# Sikh Movies : Time To Rise  From Ashes Like Phoenix Or After Babur Invasion



## hps62 (Mar 22, 2006)

Dear brother 

SSAKAL


How should I say that how much we SIKHS pine for a good movie depecting a Sikh in the correct manner and his qualities.

*Courageous* : We have had so many fine soldiers after our Gurus that there should be no dearth of subjects From Jassa Sing Ahluwalia , Hari Singh Nalwa , AS Sekhon etc . Not a single movie on them.

*Progressive Honest politician* :- Partap Singh Kairon < Ms Randhawa
*Compassion *:- Baba Kharak Singh
*Sportsman* :--- Milkha Singh
*Mathematician* : Simone Singh
*Intelligent and technology marverick* : Narinder S. Kapany
*Royality* : Ranjit Singh
*Painter *: Shoba SIngh
They are so many themes to pick from .

Are we short of Audience . If so let us produce audience. After  all movies  require both to be there.

Unfortunately all one sees in our movies depicts us in such poor light that one really wonders that how could the media distort us so much .Is the media communal that they cant see the arrival of a fresh infusion of spirituality . or is the audience so biased that wants to see us in such light.

Only some sensibilities is seen in movies like Border , Vijayeeta and Bhagat singh. 

Muslims who have done so many henious acts in India get a much better representation in  movies. Is it because of there greater number that even truth is drowned by number in democracy.

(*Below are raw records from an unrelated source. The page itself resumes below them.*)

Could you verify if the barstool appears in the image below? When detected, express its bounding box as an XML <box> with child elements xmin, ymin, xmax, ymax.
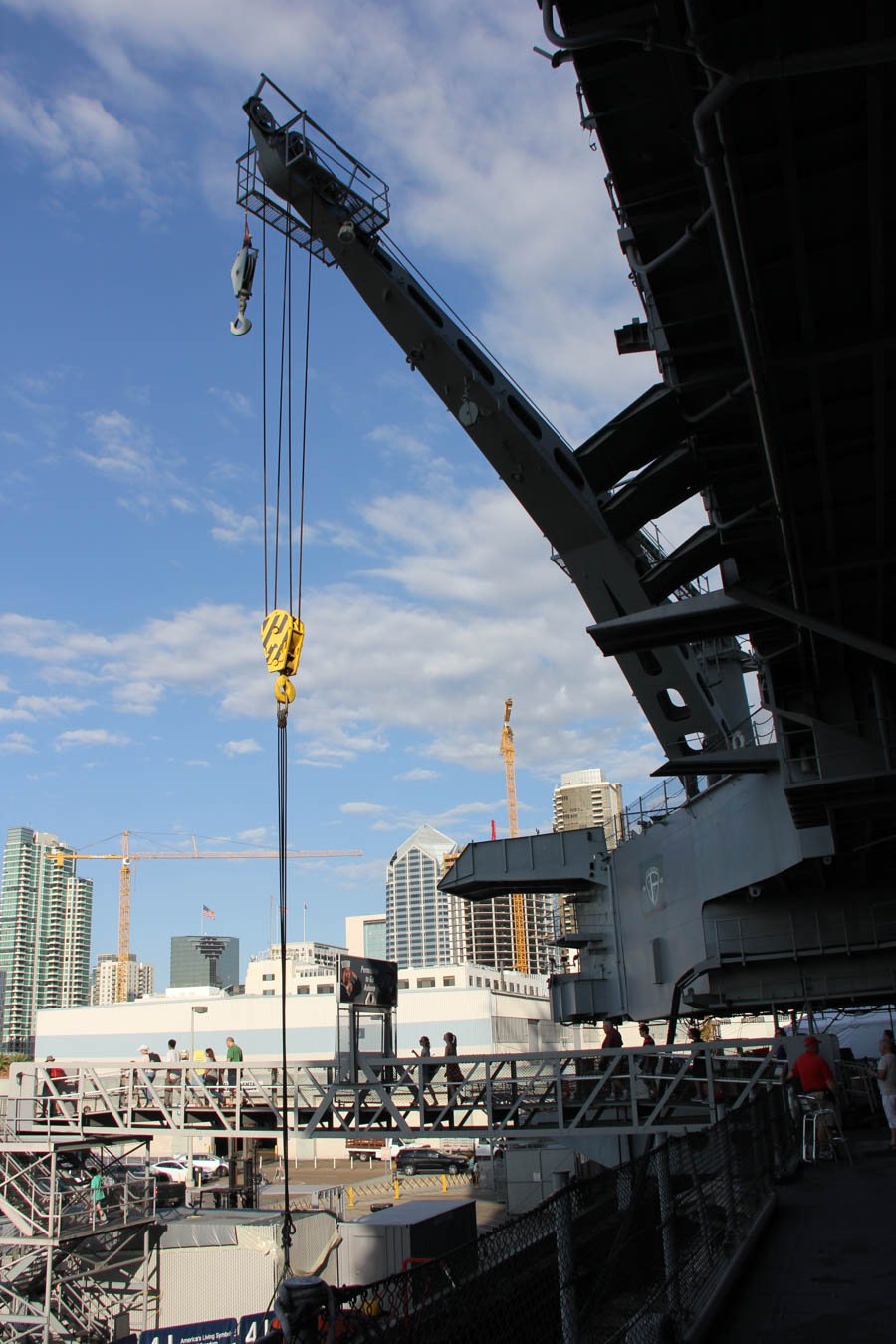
<box><xmin>799</xmin><ymin>1097</ymin><xmax>853</xmax><ymax>1163</ymax></box>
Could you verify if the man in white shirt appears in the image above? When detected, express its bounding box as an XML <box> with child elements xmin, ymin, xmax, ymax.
<box><xmin>873</xmin><ymin>1036</ymin><xmax>896</xmax><ymax>1153</ymax></box>
<box><xmin>165</xmin><ymin>1040</ymin><xmax>180</xmax><ymax>1106</ymax></box>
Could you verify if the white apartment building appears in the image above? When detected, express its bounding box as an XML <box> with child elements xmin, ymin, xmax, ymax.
<box><xmin>89</xmin><ymin>952</ymin><xmax>156</xmax><ymax>1006</ymax></box>
<box><xmin>554</xmin><ymin>769</ymin><xmax>622</xmax><ymax>849</ymax></box>
<box><xmin>245</xmin><ymin>940</ymin><xmax>349</xmax><ymax>999</ymax></box>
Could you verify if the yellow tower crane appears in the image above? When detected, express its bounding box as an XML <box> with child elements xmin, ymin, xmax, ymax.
<box><xmin>57</xmin><ymin>830</ymin><xmax>364</xmax><ymax>1003</ymax></box>
<box><xmin>499</xmin><ymin>699</ymin><xmax>530</xmax><ymax>975</ymax></box>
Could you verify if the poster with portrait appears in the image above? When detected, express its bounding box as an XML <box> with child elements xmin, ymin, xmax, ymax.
<box><xmin>338</xmin><ymin>957</ymin><xmax>397</xmax><ymax>1008</ymax></box>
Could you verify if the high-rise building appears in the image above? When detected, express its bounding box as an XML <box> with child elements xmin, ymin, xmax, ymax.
<box><xmin>385</xmin><ymin>826</ymin><xmax>557</xmax><ymax>975</ymax></box>
<box><xmin>385</xmin><ymin>826</ymin><xmax>466</xmax><ymax>967</ymax></box>
<box><xmin>345</xmin><ymin>915</ymin><xmax>385</xmax><ymax>961</ymax></box>
<box><xmin>169</xmin><ymin>934</ymin><xmax>239</xmax><ymax>990</ymax></box>
<box><xmin>464</xmin><ymin>891</ymin><xmax>557</xmax><ymax>976</ymax></box>
<box><xmin>554</xmin><ymin>769</ymin><xmax>622</xmax><ymax>971</ymax></box>
<box><xmin>0</xmin><ymin>826</ymin><xmax>93</xmax><ymax>1051</ymax></box>
<box><xmin>554</xmin><ymin>771</ymin><xmax>622</xmax><ymax>849</ymax></box>
<box><xmin>90</xmin><ymin>952</ymin><xmax>156</xmax><ymax>1004</ymax></box>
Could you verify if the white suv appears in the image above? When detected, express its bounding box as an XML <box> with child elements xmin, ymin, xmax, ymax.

All this will demotivate many Sikhs from pursuing these illustrious path of our predecessors.

However kudos to our NRI brothers to keep the Sikh flame shining . The movie

Kambdi Kalaai’: A tribute to Bhai Vir Singh is a well come change from the abominable depection of us.

I hope our boys and girl are given the right pictures so that we too can also stand tall in the company of other great spiritual religions.

luv
WGKWGF
hps62


----------



## Pukandi Baba (Mar 26, 2006)

In't it time the sikhs made a film like 'Passion of the Christ' depicting the sikh histroy?  (I'm aware no human can take the role of Guru Ji but with today's graphics anything is possible)  

But that is a stupid question, why on earth would the so called 'SGPC' or whoever is 'running' for the skhs be concerned about investing money into a project like that, when the money is better off remaining in thier bank accounts!


----------



## Bee (May 17, 2006)

The animated movie SAHIBJADEY was a good start.

I just had the opportunity to watch the second animated movie THE RISE OF KHALSA. Awesome movie. Depicts the life of Bhai Banda Singh Bahadur Ji.

Of course, there's lots of room for improvement. However, the is a good start (considering the budget that the producers are working with).


----------



## Pukandi Baba (May 18, 2006)

Bee said:
			
		

> The animated movie SAHIBJADEY was a good start.
> 
> I just had the opportunity to watch the second animated movie THE RISE OF KHALSA. Awesome movie. Depicts the life of Bhai Banda Singh Bahadur Ji.
> 
> Of course, there's lots of room for improvement. However, the is a good start (considering the budget that the producers are working with).


 
True

 But is this film to be released in cinemas or just for the Sikh community and be shown only in Gurdwaras?  No point just restricting it to just Sikhs we need to educate the masses about our religion just like the other major religions do!!


----------



## vijaydeep Singh (May 18, 2006)

Gurfateh

Das is although against idolatory yet find it OK if we can make aninmated movies depecting Gurus or even a person acting as Guru.

Das wants to know that why is it wrong?

Swami Dayanand Ji anyway oppsed Ramleela calling it gimmickery of Lord Rama,but that was due to adding non scripturral things in play to win more audiance ,das thinks.So commerciaslisation or vulger things to be kept at bay.

anyway das was surprised to see Mata Gujari in Keski and it was a neutral feeling.


----------